PHENOMENALITY: *marvelous*
MYTHICITY: *fair*
FRYEAN MYTHOS: *adventure*
CAMPBELLIAN FUNCTION: *metaphysical, psychological*
Though there had already been trading of guest-stars on the linked serials of HERCULES THE LEGENDARY JOURNEYS and XENA WARRIOR PRINCESS, this third-season episode of the former show was the first one to include a coordination of disparate plot-actions.
Said plot started in the XENA episode "Intimate Stranger," reviewed with the rest of the show's second season here. Ares helps the spirit of dead Callisto-- her body slain in a quicksand pit earlier-- escape Tartarus, take over Xena's body, and send the warrior princess's soul to the underworld. With Hades' blessing, Xena appears back on Earth, but somehow she's in Callisto's body, though there's no mention of the villainess's corpse being reborn. Even after Callisto's spirit goes back to Hades, Xena's spirit has to remain in the Callisto-body, wherever it came from, for one more episode before the heroine gets her regular body back.
Where does the Callisto-body go?
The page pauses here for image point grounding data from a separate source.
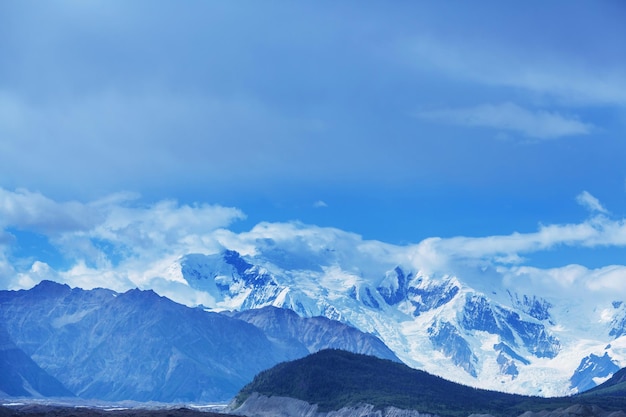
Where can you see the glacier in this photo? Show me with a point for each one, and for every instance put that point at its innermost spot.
(490, 337)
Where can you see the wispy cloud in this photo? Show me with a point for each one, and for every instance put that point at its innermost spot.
(493, 64)
(133, 244)
(511, 117)
(591, 203)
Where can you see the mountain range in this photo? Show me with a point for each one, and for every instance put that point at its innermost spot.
(140, 345)
(482, 335)
(339, 383)
(137, 345)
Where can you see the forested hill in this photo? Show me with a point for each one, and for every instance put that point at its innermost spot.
(334, 379)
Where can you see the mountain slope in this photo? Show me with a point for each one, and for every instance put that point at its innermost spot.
(140, 346)
(312, 334)
(20, 376)
(334, 380)
(485, 336)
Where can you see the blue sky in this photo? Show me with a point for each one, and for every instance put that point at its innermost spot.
(396, 121)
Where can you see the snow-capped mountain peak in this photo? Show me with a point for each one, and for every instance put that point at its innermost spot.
(503, 340)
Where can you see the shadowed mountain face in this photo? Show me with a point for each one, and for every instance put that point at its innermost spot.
(480, 334)
(309, 335)
(140, 346)
(340, 383)
(21, 376)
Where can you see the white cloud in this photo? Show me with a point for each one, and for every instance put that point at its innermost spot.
(23, 209)
(135, 245)
(105, 238)
(591, 203)
(491, 64)
(511, 117)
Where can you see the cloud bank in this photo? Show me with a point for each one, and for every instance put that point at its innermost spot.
(511, 117)
(119, 242)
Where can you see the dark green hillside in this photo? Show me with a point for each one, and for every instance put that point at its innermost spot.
(334, 379)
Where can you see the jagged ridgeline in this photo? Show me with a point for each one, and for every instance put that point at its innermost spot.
(334, 379)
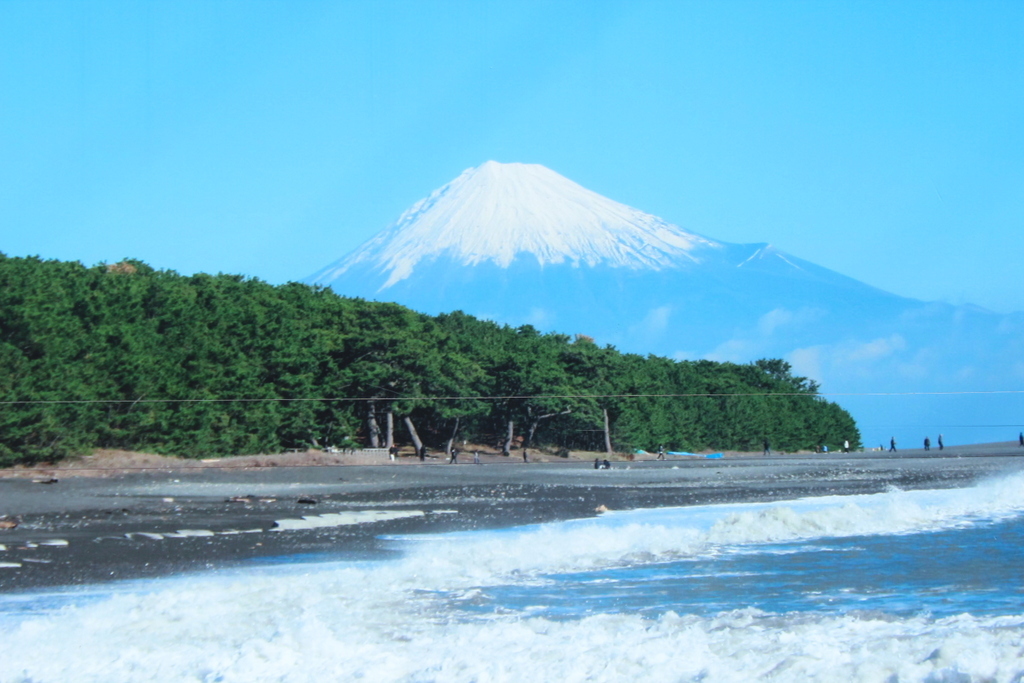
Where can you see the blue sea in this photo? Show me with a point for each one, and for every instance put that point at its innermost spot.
(901, 586)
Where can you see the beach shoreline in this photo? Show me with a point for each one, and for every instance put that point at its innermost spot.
(162, 520)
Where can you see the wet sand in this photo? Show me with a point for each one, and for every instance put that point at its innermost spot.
(164, 521)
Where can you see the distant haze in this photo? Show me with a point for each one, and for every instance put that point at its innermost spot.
(520, 244)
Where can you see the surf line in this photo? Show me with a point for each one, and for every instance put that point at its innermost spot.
(326, 520)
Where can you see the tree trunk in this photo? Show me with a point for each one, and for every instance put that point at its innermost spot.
(375, 431)
(607, 432)
(412, 432)
(455, 433)
(536, 422)
(389, 435)
(507, 446)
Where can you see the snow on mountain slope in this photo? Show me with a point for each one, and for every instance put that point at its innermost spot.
(521, 245)
(497, 211)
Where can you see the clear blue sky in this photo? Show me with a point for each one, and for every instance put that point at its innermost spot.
(882, 139)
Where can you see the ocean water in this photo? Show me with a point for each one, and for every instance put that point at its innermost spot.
(901, 586)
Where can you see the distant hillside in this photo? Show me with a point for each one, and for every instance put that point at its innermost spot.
(520, 244)
(125, 356)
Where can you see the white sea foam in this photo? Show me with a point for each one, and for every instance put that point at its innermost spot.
(393, 622)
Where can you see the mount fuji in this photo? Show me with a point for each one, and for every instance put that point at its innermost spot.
(520, 244)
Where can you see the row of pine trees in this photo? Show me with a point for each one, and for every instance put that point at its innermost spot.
(125, 356)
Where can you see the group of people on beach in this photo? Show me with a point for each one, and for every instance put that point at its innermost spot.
(928, 443)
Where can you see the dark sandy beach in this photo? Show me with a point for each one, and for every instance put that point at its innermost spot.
(157, 522)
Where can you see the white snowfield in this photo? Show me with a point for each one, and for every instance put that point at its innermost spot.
(496, 211)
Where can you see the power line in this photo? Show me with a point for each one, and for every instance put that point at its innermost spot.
(507, 397)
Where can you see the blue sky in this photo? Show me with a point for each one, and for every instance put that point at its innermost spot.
(882, 139)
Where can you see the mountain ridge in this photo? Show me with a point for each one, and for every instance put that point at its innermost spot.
(695, 298)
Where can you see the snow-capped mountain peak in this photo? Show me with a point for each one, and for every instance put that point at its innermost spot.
(496, 212)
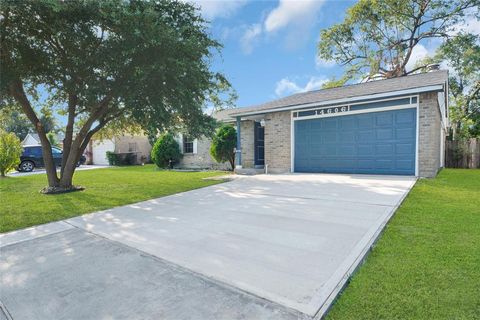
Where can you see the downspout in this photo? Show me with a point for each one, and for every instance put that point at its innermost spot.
(238, 149)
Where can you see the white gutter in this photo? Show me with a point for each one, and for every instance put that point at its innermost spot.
(345, 100)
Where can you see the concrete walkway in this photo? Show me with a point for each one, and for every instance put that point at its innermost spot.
(259, 247)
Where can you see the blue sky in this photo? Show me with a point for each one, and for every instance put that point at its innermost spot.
(270, 46)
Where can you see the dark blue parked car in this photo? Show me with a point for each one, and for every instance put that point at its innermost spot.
(32, 157)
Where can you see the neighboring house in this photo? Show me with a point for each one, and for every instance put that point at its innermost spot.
(394, 126)
(33, 139)
(138, 145)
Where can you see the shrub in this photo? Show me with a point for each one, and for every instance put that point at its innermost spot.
(10, 152)
(223, 145)
(164, 150)
(121, 159)
(113, 158)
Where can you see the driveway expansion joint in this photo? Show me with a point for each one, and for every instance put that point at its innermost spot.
(222, 284)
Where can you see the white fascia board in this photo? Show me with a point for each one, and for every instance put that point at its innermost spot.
(347, 100)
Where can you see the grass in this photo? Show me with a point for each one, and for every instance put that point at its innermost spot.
(426, 265)
(22, 205)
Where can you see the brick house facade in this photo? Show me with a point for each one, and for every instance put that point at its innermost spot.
(393, 126)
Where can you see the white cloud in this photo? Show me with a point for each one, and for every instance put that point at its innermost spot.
(298, 16)
(419, 52)
(212, 9)
(292, 12)
(250, 37)
(470, 25)
(322, 63)
(286, 86)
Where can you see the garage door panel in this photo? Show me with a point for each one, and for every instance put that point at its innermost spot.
(347, 123)
(365, 150)
(365, 135)
(347, 137)
(384, 134)
(404, 148)
(330, 123)
(346, 151)
(385, 120)
(375, 143)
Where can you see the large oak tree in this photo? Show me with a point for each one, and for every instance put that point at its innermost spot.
(378, 37)
(100, 61)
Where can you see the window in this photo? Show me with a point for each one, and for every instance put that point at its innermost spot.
(56, 151)
(187, 144)
(132, 147)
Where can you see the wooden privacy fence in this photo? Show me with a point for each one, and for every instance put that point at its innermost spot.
(462, 154)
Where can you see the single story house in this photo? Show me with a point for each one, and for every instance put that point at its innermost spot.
(96, 151)
(394, 126)
(196, 154)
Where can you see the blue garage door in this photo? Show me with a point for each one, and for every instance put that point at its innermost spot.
(374, 143)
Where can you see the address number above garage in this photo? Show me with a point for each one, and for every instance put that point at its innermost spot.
(370, 106)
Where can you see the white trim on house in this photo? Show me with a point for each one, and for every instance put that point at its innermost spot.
(195, 142)
(392, 94)
(368, 110)
(417, 133)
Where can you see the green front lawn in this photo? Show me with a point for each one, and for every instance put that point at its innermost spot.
(22, 205)
(427, 263)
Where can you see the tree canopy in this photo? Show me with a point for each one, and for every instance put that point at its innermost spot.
(462, 54)
(379, 36)
(98, 61)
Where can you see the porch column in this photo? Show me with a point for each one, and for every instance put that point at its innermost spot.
(238, 149)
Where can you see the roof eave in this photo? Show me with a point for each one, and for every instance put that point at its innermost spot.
(432, 88)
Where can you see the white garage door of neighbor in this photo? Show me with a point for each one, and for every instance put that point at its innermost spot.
(99, 151)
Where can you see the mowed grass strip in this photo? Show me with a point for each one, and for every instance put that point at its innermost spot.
(426, 265)
(22, 205)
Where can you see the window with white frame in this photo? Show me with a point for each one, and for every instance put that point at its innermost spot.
(187, 144)
(132, 147)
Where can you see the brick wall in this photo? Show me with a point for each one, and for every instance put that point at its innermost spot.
(247, 143)
(277, 142)
(429, 135)
(202, 159)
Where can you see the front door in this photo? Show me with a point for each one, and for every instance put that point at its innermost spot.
(259, 144)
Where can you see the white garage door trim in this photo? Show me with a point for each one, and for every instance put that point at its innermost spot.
(339, 114)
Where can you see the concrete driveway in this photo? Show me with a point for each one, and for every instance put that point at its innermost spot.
(267, 246)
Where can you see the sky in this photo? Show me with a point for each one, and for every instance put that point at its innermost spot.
(270, 46)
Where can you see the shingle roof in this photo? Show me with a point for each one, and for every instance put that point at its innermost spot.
(224, 115)
(349, 91)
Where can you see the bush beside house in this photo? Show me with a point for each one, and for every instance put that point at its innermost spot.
(223, 145)
(166, 151)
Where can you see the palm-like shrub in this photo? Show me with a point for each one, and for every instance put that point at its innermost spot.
(165, 151)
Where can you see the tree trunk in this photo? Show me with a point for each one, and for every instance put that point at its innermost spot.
(232, 161)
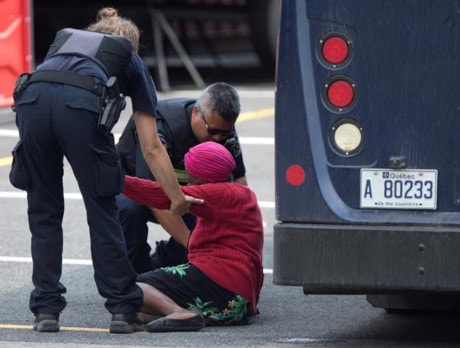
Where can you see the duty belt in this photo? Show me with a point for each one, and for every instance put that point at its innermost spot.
(89, 83)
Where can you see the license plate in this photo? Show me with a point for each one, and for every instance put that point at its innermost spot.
(398, 189)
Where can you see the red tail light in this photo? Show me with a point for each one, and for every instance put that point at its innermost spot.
(340, 93)
(335, 50)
Don't ask the writer of "Surprise," but he uses the same "body from nowhere" trope. At the opening, Callisto's shade is once more in Tartarus. Hera, the godly enemy of Hercules, offers the demented evildoer a day's freedom on Earth, in which she can obtain immortality and (eventually) revenge on Xena, if she'll just dispose of Zeus' illegitimate son. Callisto accepts the bargain, and just like that, she's back on Earth with a living body.
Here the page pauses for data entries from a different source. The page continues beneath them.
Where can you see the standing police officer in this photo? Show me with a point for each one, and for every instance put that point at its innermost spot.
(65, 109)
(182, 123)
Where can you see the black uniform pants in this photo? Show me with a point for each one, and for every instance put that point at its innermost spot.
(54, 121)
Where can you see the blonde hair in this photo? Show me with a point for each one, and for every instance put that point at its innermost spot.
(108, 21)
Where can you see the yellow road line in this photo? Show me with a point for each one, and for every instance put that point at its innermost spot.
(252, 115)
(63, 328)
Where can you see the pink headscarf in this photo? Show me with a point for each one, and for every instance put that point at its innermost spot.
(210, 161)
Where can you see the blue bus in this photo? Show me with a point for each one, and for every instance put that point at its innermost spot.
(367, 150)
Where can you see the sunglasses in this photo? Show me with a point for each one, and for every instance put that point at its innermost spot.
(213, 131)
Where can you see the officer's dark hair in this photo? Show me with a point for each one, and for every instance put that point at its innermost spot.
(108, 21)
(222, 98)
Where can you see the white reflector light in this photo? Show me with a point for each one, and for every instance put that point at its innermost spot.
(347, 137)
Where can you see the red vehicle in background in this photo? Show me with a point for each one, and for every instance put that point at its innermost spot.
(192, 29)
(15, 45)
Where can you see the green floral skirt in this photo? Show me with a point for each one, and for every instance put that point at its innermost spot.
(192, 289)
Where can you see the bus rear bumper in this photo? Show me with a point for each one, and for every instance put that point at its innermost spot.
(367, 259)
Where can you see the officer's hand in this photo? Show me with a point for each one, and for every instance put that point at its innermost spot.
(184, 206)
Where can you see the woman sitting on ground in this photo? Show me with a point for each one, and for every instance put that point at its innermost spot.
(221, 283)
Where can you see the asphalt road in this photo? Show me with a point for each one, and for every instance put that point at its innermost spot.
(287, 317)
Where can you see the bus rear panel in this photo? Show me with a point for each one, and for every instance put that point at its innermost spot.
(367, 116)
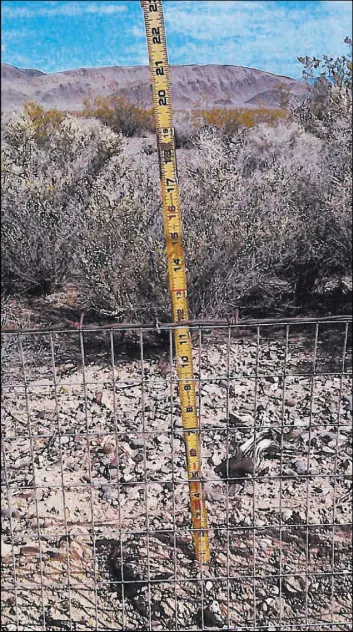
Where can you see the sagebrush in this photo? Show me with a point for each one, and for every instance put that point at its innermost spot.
(266, 212)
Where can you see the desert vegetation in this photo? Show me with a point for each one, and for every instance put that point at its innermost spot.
(266, 205)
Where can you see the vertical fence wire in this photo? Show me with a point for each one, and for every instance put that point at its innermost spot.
(265, 559)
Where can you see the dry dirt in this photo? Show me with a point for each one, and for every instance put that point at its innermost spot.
(192, 86)
(94, 485)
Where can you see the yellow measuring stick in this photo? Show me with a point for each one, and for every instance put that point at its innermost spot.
(162, 108)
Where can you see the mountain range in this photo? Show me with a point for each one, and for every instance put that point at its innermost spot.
(192, 86)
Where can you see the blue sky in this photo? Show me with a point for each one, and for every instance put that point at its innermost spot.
(264, 34)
The Barbie-haired badass proceeds to poison Hercules' family and friends, who have gathered to give the hero a surprise birthday party. To cure the afflicted ones, Hercules has to voyage to the Labyrinth of the Gods, wherein one can find the Tree of Life, whose apples can cancel out the poison's effects. Callisto needs Hercules' strength to offset the intruder-traps in the Labyrinth, and supposedly she can help him reach the Tree, though in actual practice she doesn't seem all that helpful there. Once Callisto reaches the Tree, the apples-- possibly a reference to the Apples of the Hesperides-- will make the villainess immortal. (Why the same fruit doesn't make any of the poison-victims immortal too is never explained.)
Anyway, after do-gooder and do-badder make their way through assorted unimaginative perils, Callisto traps Hercules and tries to reach the Tree alone. He escapes the trap, but she manages to eat an apple, which gives her enough of a power-upgrade to fight the demigod. Hercules still wins and escapes, leaving Callisto to her fate-- though of course she survives to menace the Xenaverse in the episode "The Quest."
Though the writer supplied ample dialogue in which Callisto and Hercules bounced their respective worldviews off one another, it all fell flat because Hercules just doesn't have Xena's dark side. I only rate the episode as "fair" because of its role in the transformation of the Callisto character. Oh, and just so the other actors aren't restricted to lying prone on the floor, they all have various nightmares, all of which are also unimaginative.